アキレアはマコトに向き直る。アキレアの問いに「あー・・・」と頭を掻きながらアキレアとユウヤを交互に見た。

「僕は此処でクレープを食べてから少しここら辺を見て回ります。」

「分かったわ。」と、アキレアは短く答えた。

「では、私たちは行くわね。そうね・・・だいたい30分位で戻ってくるわ。では、行きましょう。

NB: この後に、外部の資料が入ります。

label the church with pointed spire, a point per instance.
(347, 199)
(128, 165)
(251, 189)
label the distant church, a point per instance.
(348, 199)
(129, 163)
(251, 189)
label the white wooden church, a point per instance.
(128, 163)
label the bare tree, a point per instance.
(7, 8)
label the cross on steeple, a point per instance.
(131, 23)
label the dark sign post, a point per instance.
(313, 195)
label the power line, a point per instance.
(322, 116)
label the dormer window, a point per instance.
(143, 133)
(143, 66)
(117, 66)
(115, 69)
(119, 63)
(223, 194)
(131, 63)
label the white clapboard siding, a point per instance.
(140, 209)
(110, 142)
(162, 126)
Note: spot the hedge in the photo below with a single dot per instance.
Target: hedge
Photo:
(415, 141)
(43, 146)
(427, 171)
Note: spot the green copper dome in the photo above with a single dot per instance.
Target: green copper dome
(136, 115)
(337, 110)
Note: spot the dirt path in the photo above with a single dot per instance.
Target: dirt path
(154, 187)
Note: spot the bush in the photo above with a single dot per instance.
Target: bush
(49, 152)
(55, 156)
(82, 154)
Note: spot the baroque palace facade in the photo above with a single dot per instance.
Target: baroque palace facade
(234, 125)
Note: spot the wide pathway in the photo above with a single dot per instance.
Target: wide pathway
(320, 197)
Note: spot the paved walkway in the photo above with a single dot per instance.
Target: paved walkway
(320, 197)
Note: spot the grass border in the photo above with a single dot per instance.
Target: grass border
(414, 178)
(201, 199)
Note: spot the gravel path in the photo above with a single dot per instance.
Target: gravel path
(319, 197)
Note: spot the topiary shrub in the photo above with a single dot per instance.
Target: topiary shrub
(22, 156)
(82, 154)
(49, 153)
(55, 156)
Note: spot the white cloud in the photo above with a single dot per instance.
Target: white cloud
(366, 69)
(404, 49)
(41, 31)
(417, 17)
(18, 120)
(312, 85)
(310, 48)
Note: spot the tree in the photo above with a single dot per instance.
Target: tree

アキレアはそう言うと、スズネ、ハルカ、アーシムを引き攣れて外縁の通路に向かって行った。4人の背中が小さくなっていくのを見ながらマコトは寝ているユウヤの横に座り、クレープの包み紙を開け始める。ユウヤは静かに寝息を立てている。ノブヒトは木に背中を預けながら、本を読み始めていた。アレックスに支えられながら、ノブヒトと同じく木に背中を預ける形で座るリリィ。ふと、マコトは庭園の入口の扉を見る。庭園への扉の前には「流石に庭園までは連れていけない」とアキレアがNo.1に命令し、待機させている。一体で庭園への扉を守るような形で待機させられている状況。ショッピングモールでもあった状況ではあるが、マコトはそれを〝寂しそうだな〟と思いつつ、クレープに口をつけた。生イチゴとイチゴソースのクレープ。生クリームとの相性も良く甘く美味しかったが、何処となく少し酸っぱい様に感じた。